While there’s no precise way to measure regularity or to ever say how much data is enough, the Kahneman-Klein framework provides some clear directional guidelines. For instance, the head of a law firm would be able to recognize that AI would be better applied on drafting contracts— standardized formats with plenty of training examples—but struggle coming up with novel legal arguments. AI succeeds where human expertise can develop and struggles where even experienced professionals must rely on intuition alone.
Lesson 4: Use AI to Generate Possibilities, Not Answers
Asked for his assessment of LLMs’ reliability, Brooks is blunt: “They’re bullsh****** until we can ground them in reality.” His colorful language captures a truth: LLMs excel at persuasive speech “without regard to the truth,” fitting American philosopher Harry Frankfurt’s definition of bullsh**.
When LLMs hallucinate, the consequences can be spectacular. In 2023, investors spotted an incorrect claim in a Google Bard promotional video about the James Webb Space Telescope, wiping $100 billion from the company’s market value in a single trading session. That same year, attorney Steven Schwartz discovered the danger of relying on ChatGPT when a federal judge spotted six fake court cases Schwartz cited which the AI had invented, earning the lawyer national notoriety and $5,000 in court fines.

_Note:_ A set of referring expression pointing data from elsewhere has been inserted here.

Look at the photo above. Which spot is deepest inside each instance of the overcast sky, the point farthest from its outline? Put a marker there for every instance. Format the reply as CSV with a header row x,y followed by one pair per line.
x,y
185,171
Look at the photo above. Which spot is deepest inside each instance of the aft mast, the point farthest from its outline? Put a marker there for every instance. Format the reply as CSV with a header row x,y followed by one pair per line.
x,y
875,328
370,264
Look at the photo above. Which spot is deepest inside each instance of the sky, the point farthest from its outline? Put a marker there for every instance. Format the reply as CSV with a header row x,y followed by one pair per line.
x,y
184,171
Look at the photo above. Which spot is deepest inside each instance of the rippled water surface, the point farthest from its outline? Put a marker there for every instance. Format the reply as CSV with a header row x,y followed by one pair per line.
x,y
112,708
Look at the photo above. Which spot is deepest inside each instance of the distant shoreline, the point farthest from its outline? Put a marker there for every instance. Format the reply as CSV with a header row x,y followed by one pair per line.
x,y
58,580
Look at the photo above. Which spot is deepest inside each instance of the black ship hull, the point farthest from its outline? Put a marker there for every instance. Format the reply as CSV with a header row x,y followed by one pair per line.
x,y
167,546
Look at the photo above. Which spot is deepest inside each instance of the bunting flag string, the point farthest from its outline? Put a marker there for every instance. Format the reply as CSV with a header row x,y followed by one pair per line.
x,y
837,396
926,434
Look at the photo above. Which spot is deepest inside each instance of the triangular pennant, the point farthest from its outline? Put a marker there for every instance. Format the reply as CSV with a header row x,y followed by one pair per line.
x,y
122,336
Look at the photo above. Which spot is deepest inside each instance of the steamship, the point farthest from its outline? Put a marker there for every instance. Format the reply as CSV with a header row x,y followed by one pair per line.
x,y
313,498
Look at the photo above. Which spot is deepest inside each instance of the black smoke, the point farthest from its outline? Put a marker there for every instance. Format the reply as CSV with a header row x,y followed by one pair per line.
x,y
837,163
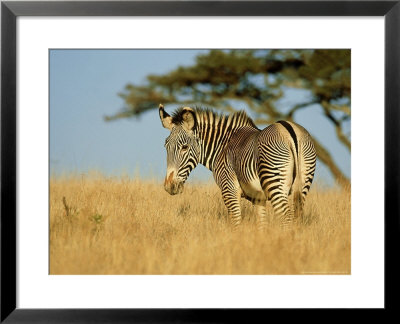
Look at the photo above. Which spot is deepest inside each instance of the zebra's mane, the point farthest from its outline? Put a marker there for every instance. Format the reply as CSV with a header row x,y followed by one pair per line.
x,y
205,115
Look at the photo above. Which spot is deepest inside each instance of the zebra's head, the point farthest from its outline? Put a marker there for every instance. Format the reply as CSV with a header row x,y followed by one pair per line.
x,y
182,145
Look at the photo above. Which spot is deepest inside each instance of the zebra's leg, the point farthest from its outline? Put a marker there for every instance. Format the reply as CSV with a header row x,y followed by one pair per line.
x,y
283,209
231,195
261,214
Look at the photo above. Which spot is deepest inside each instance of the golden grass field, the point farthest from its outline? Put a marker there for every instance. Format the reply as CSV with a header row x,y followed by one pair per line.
x,y
103,225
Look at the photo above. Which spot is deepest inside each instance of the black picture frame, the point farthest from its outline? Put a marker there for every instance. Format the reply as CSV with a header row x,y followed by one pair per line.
x,y
10,10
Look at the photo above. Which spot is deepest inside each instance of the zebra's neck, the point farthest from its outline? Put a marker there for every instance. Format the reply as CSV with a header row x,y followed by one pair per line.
x,y
215,132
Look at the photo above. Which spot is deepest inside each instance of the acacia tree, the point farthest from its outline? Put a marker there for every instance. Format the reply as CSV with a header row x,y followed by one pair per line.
x,y
258,78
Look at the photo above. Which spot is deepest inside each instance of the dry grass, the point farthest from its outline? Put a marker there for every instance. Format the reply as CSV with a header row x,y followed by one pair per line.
x,y
123,226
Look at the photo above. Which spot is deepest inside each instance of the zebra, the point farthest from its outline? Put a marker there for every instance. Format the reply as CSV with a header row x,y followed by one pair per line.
x,y
276,164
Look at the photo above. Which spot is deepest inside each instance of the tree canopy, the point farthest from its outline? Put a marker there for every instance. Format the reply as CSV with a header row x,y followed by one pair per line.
x,y
258,78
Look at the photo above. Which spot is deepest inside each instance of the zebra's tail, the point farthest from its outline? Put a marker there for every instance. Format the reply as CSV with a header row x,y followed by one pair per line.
x,y
297,189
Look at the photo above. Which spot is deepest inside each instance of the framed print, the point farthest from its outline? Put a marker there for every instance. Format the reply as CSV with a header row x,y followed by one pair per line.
x,y
80,245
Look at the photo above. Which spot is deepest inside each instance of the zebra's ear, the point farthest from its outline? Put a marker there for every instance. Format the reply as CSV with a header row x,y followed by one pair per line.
x,y
188,117
166,120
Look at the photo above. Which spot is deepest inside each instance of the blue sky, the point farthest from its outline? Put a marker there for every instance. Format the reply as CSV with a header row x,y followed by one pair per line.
x,y
84,87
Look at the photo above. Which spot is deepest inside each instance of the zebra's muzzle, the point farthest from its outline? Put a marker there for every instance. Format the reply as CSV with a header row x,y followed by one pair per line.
x,y
174,188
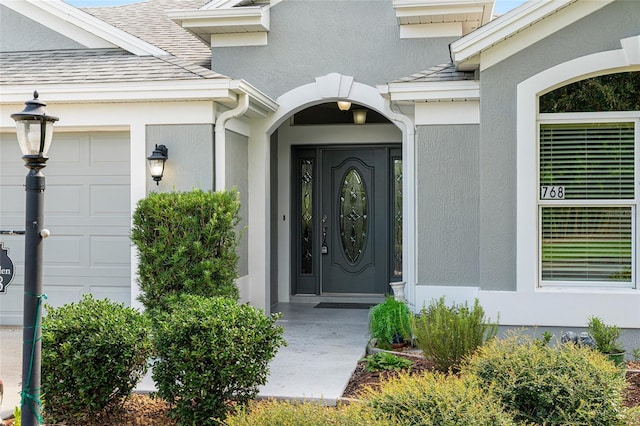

This imprecision stems from fundamental LLM architecture rather than fixable bugs. Researchers at Apple published a study in June, “The Illusion of Thinking,” which found that advanced reasoning models “face complete accuracy collapse beyond certain complexities,” even when provided with explicit problem-solving instructions. Yet this weakness becomes a strength when marketing teams need to generate dozens of concepts instantly or strategic planners want to discover unconsidered possibilities—and even in precision-critical fields like medicine.
When Eli Van Allen, the chief of the division of population sciences at Dana-Farber Cancer Institute, was a medical resident, he and classmates watched House episodes over lunch, competing to beat Hugh Laurie at identifying conditions. The trick wasn’t coming up with obvious diagnoses, but rather recalling faint possibilities.
Van Allen sees similar value in AI’s diagnostic brainstorming, which surfaces possibilities human doctors might miss. Where physicians remember “diagnosis 965” but overlook “diagnosis 9652,” AI can “pull down all 10,000 possibilities instantly” and help clinicians ensure “that tree to be the right tree and not prune too many limbs early on.”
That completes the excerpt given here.